Bruno
Bruno
Desde que llegó, Bruno no ha salido del barrio, salvo para sus visitas a la Alpujarra, la tierra de sus abuelos. Por eso, pasear por el barrio es algo que adora. A veces, su caminar es apresurado, otras algo más detenido, cansado. Posiblemente, la edad se ha ido acumulando en sus músculos y articulaciones, aunque, la verdadera causa, es la enfermedad incurable que padece. Pero la afronta con energía, asumiendo tratamientos y cuidados de la misma forma que atesora las palabras cariñosas y el ánimo que recibe.
Adora salir a la calle, pasear por esos lugares cercanos que visita a diario, colmando su nariz de olores de todo tipo que lo estimulan y atrapan, como en un sueño.
Estos días, de antesala de la primavera, descubre, con asombro, lo adelantado del azahar en los naranjos, y ese aire prendido de pétalos blancos que se descuelgan arrastrando el olor que tanto han narrado los poetas. En ocasiones, camina sobre esa alfombra de nácar improvisada que tapiza las aceras. Lo veo caminar sobre ella, distraído, en sus cosas, mientras yo sigo avivando mi paso y llenando mis sensaciones con ese olor intenso y dulzón que tanto me recuerda a el pueblo.
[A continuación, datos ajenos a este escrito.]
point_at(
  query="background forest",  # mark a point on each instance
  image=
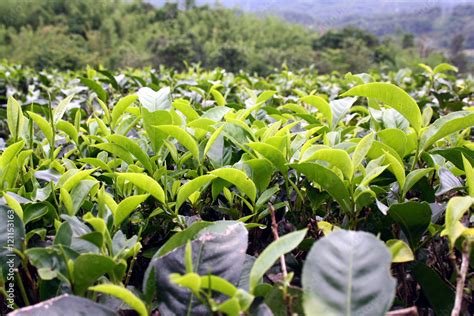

Las jacarandas no han querido ser menos y han desparramado una paleta de colores fucsia, rosas y blancos por el suelo, muchas flores se acomodan en la oquedad en la que la acera pierde su artificialidad y, rodeando al árbol, deja que el marrón de la tierra recupere el espacio. Parecen dispersos milagros de la naturaleza que salpican la acomodada civilización de cemento de las ciudades, Pues bien, sobre esos espacios repletos de flores camina Bruno, enredado en sus cosas. A ratos, se detiene y me mira, como preguntándose si yo soy capaz de admirar tanta belleza improvisada. Mira a los ojos, de forma noble y leal, sin prejuzgar nada, solo con curiosidad, o por entrever en mis ojos que mi preocupación se disipa ante las cosas bellas. Ojalá yo pudiera ver el mundo de la forma natural y confiada con la que sus ojos marrones lo miran.
Y seguimos el paseo, alternando miradas y altos fugaces en el camino, mientras el reloj me cansa y a él las adelantadas temperaturas de este marzo extraño. Las calles se hacen nuestro improvisado sendero cotidiano, donde hay lugares en los que habitualmente nos detenemos, como por instinto o por recuperar algo de esencia de por qué paseamos. Suele distraerlo mis manos en los bolsillos, parece que allí guardara algún tesoro que le pertenece o, al menos, del que le gustaría ser partícipe. En ocasiones, está en lo cierto y en otras le desvelo una desconsolada verdad del misterio, al darles la vuelta y enseñar que están vacíos. Pero solo se desanima un instante, suficiente para recuperar el paso y seguir con el paseo.
Mientras sigue caminando, observo, que gira una y otra vez su cabeza, interesándose por abuelos de tertulia en los bancos que, en hilera, van distribuyéndose a lo largo de la acera. En algunos, los árboles, aun intentando vestirse de primavera, dibujan sombras exiguas y destartaladas, pero aquellos se agrupan allí como si de un oasis se tratara. No sé qué pesará de ellos, porque solo se detiene cuando Fernando le llama la atención. Imagino que me conoce lo suficiente para saber que mi carácter hosco invita a no pararse mucho tiempo.
El reloj nos avisa que llevamos 30 minutos caminando y poco más de un kilómetro recorrido, por lo que emprendemos el camino a casa, él, algo más cansado que yo, va deshaciendo los pasos para acortar el camino de vuelta. Pero vuelve a pisar aquellos trozos de piel desnuda de las aceras, cubiertos de pétalos y olor, como si quisiera llevar a casa ese aroma impregnado en su cuerpo.
Bruno adora el barrio, pero no tanto como su cómodo sillón, donde disculpará la tarde durmiendo y soñando con el aire, el olor a azahar, las jacarandas desnudando flores y con los tesoros que, de vez en cuando, guardo en los bolsillos.